The role of Cdc6 in cancer progression

CDC6 acts as a prototypical oncogenic stimulus operating in a bimodal manner (1-4): i) triggering replication stress, fueling genomic instability (1,2,3), ii) functioning as a transcriptional repressor by switching off the INK4A/ARF and CDH1 (E-cadherin) loci, disrupting cell cycle progression and cell-to-cell communication (3,4).

1) Karakaidos et al. Overexpression of the replication licensing regulators hCdt1 and hCdc6 characterizes a subset of non-small-cell lung carcinomas: synergistic effect with mutant p53 on tumor growth and chromosomal instability--evidence of E2F-1 transcriptional control over hCdt1. Am J Pathol 2004, 165(4): 1351-65.

2) Liontos et al. Deregulated overexpression of hCdt1 and hCdc6 promotes malignant behavior. Cancer Res 2007, 67(22): 10899-909.

3) Sideridou et al. Cdc6 expression represses E-cadherin transcription and activates adjacent replication origins. J Cell Biol 2011, 195(7): 1123-40.

4) Petrakis et al. Cdc6: a multi-functional molecular switch with critical role in carcinogenesis. Transcription 2012, 3(3): 124-9.

An Oncogene-Induced DNA Damage Model for Cancer Development

Activated oncogenes disrupt normal proliferation, triggering replication stress, leading to DNA damage that stimulates the DNA damage response (DDR) pathway. Subsequently, DDR mobilizes the anti-tumor barriers of apoptosis and senescence.

As DNA damage accumulates, the cells’ capacity to repair in an error-free manner is overwhelmed, shifting repair to error-prone routes. The later fuels genomic instability, promoting cancer progression (1, 2, 3).
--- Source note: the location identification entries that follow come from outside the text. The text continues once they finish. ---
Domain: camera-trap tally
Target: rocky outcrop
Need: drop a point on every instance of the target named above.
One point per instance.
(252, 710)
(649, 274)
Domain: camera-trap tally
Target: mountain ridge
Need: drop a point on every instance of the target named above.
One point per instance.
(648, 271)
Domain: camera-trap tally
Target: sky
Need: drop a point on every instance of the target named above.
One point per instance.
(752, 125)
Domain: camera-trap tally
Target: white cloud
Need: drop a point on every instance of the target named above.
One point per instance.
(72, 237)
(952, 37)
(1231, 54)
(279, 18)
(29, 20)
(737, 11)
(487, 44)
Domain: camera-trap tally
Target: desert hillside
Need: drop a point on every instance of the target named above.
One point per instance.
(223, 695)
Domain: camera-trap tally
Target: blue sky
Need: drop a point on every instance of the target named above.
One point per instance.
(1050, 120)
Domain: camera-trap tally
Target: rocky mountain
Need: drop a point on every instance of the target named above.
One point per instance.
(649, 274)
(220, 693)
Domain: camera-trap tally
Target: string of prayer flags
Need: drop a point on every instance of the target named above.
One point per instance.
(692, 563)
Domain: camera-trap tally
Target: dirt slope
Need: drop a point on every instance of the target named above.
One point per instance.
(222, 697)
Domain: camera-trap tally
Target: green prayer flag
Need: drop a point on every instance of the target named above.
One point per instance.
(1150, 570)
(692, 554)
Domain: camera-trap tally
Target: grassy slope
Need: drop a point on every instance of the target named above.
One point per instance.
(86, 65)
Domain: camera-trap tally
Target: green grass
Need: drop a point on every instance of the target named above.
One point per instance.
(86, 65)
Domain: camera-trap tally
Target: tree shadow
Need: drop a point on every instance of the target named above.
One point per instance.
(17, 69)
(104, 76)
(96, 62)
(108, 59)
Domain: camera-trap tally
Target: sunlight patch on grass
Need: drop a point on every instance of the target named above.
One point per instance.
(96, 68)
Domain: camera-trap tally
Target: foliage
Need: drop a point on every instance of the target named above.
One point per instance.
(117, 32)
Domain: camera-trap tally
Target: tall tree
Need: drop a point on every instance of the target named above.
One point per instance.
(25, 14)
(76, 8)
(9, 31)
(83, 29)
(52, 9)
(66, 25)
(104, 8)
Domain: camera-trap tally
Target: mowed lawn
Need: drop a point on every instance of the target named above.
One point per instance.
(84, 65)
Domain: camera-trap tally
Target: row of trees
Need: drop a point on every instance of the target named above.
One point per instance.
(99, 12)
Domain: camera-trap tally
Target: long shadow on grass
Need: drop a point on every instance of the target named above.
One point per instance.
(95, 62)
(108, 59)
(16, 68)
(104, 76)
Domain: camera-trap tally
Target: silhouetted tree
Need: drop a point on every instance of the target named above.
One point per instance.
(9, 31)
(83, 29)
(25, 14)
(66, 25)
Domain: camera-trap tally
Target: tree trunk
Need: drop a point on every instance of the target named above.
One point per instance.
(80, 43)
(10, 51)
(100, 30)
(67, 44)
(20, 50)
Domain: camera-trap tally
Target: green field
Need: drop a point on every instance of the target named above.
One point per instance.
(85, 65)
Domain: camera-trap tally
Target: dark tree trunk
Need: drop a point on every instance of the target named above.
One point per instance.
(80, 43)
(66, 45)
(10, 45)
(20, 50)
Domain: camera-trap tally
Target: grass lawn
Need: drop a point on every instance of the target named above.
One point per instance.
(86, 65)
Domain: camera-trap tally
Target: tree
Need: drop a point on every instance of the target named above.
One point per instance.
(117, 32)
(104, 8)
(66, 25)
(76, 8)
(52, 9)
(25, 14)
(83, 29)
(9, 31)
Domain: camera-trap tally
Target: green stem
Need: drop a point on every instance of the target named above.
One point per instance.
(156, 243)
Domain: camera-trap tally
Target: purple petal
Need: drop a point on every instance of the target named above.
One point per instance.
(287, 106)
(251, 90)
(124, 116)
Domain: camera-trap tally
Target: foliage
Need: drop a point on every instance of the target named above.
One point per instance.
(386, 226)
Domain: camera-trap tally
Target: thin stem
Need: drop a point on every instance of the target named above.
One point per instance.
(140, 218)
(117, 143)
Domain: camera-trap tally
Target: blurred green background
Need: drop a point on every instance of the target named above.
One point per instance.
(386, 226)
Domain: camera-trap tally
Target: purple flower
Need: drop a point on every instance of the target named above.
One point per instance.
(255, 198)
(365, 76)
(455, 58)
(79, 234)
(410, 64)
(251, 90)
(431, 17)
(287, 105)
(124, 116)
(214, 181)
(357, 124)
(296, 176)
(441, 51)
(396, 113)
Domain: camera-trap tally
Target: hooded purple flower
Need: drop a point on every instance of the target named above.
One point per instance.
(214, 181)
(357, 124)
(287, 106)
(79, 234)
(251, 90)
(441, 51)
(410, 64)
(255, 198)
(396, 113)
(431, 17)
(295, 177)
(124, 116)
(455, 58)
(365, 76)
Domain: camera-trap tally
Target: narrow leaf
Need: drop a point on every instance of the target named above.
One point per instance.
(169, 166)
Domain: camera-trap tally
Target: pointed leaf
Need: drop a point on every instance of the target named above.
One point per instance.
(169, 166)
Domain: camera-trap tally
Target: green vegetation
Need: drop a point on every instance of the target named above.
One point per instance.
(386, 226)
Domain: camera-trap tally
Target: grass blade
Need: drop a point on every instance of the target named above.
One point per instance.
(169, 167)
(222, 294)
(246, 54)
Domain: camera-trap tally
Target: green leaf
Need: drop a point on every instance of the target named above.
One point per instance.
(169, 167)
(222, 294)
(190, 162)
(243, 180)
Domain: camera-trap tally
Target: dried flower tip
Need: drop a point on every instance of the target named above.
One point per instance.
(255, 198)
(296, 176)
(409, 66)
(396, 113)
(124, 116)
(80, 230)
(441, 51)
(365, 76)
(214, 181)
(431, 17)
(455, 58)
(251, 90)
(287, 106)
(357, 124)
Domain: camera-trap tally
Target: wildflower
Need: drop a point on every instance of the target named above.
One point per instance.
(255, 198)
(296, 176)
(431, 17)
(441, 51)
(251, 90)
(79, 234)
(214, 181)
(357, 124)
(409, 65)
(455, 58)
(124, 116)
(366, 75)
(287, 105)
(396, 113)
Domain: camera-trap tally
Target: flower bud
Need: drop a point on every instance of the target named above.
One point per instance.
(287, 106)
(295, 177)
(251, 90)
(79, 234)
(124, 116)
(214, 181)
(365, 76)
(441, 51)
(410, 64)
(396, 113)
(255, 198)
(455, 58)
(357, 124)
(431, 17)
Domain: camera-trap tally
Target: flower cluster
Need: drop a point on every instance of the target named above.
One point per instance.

Within this context, we have shown that DDR activation precedes ARF induction (4) and that ATM, a pivotal DDR upstream kinase, keeps in check ARF as a back-up anti-tumor response (5).

1) Gorgoulis et al. Activation of the DNA damage checkpoint and genomic instability in human precancerous lesions. Nature 2005, 434(7035): 907-13.
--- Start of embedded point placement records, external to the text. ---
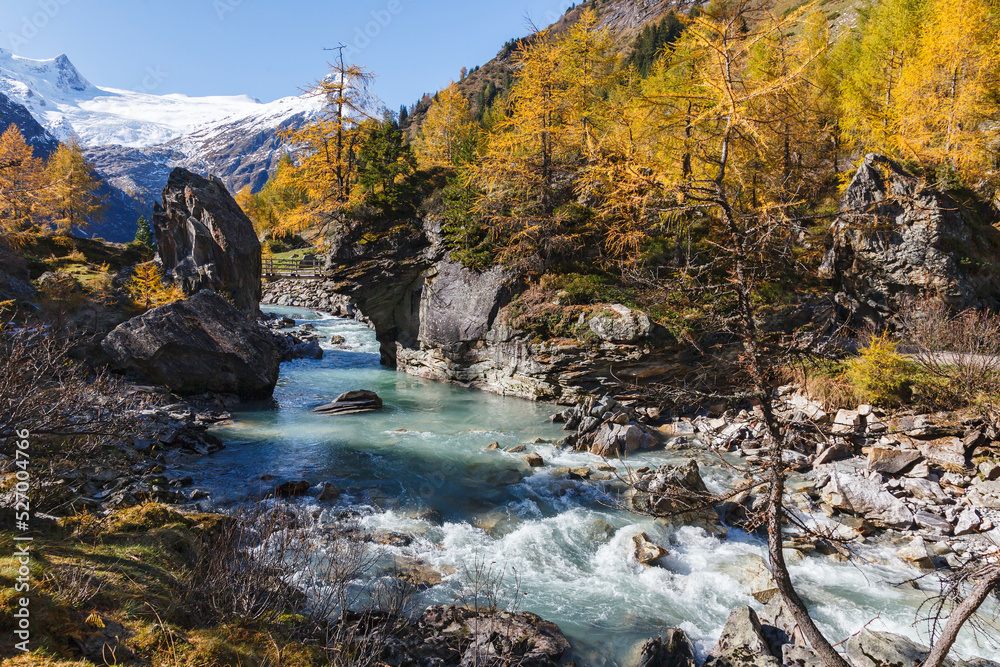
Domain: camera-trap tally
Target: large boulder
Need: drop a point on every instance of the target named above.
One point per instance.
(448, 635)
(206, 241)
(742, 643)
(621, 324)
(868, 498)
(896, 238)
(199, 345)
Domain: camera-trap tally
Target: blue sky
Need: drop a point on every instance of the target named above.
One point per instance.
(266, 48)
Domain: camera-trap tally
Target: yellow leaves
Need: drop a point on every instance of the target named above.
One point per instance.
(147, 290)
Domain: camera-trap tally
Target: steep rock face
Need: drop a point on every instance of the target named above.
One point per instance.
(436, 319)
(198, 345)
(898, 238)
(206, 241)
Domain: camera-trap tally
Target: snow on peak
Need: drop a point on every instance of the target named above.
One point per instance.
(63, 101)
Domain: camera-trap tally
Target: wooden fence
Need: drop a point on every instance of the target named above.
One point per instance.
(293, 268)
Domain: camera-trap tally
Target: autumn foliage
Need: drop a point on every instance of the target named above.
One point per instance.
(56, 194)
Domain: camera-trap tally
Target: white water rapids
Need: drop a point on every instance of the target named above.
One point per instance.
(567, 543)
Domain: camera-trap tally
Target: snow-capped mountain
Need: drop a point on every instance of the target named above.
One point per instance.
(136, 138)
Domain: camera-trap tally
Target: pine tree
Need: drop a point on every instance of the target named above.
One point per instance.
(383, 157)
(447, 132)
(71, 194)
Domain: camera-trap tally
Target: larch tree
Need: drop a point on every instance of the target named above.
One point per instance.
(538, 142)
(71, 194)
(326, 146)
(22, 181)
(948, 89)
(871, 60)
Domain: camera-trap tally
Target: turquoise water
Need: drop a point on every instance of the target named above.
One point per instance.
(421, 467)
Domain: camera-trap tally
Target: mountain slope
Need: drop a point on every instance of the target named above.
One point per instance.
(135, 139)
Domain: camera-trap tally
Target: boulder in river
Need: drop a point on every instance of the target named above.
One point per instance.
(742, 643)
(460, 636)
(353, 402)
(671, 649)
(645, 550)
(199, 345)
(206, 241)
(867, 498)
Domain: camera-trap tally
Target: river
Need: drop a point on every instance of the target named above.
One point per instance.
(421, 467)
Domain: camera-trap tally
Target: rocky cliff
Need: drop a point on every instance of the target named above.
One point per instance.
(896, 237)
(437, 319)
(206, 241)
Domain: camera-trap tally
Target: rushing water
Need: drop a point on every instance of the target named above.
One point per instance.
(421, 467)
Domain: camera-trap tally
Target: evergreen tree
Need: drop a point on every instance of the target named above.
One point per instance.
(446, 136)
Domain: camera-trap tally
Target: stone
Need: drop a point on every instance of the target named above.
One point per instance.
(947, 451)
(916, 254)
(758, 580)
(645, 551)
(847, 421)
(206, 241)
(871, 648)
(742, 643)
(989, 470)
(926, 489)
(984, 494)
(892, 461)
(328, 492)
(793, 655)
(202, 344)
(668, 491)
(671, 649)
(968, 522)
(835, 452)
(934, 523)
(866, 498)
(291, 489)
(620, 324)
(916, 552)
(484, 638)
(352, 402)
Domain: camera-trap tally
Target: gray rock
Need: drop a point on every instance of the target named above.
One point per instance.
(984, 494)
(871, 648)
(620, 324)
(926, 489)
(206, 241)
(199, 345)
(867, 498)
(968, 522)
(742, 643)
(793, 655)
(934, 523)
(352, 402)
(892, 461)
(672, 649)
(896, 238)
(669, 490)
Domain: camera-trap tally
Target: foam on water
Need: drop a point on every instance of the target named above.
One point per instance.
(564, 542)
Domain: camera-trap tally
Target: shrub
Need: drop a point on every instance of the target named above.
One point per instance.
(880, 373)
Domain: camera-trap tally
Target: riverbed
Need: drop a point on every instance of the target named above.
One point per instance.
(423, 467)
2) Bartkova et al. Oncogene-induced senescence is part of the tumorigenesis barrier imposed by DNA damage checkpoints. Nature 2006, 444(7119): 633-7.

3) Halazonetis et al. An oncogene-induced DNA damage model for cancer development. Science 2008, 319(5868): 1352-5.

4) Evangelou et al. The DNA damage checkpoint precedes activation of ARF in response to escalating oncogenic stress during tumorigenesis. Cell Death Differ 2013, 20(11):1485-97.

5) Velimezi et al. Functional interplay between the DNA-damage-response kinase ATM and ARF tumour suppressor protein in human cancer. Nat Cell Biol 2013, 15(8): 967-77.

Genomic instability — an evolving hallmark of cancer

Genomic instability as a hallmark of cancer. a) A proposed revision of the hallmarks of cancer to include genomic instability, and to consolidate the self-sufficiency in growth signals and insensitivity to anti-growth signals into the single hallmark of activated growth signalling. The secondary hallmarks (oxidative stress and proteotoxic stress) are shown separately. b) The temporal order by which the hallmarks are acquired in hereditary cancers. The establishment of genomic instability is probably the initiating event, which then facilitates the establishment of all the other hallmarks. c) The temporal order by which the hallmarks are acquired in sporadic (non-hereditary) cancers. Deregulation of growth-regulating genes can be the initiating event. This leads to DNA damage and DNA replication stress, which, in turn, lead to genomic instability and selective pressure for tumour suppressor p53 (TP53) inactivation. Loss of p53 function allows evasion from cell death, whereas the genomic instability provides a fertile ground for additional mutations that lead to the establishment of the remaining hallmarks, as in hereditary cancers (1). [Figure in part a) is modified, with permission, from REF 59 © (2009) Elsevier of (1)]

1) Negrini et al. Genomic instability--an evolving hallmark of cancer. Nat Rev Mol Cell Biol. 2010, 11(3): 220-8.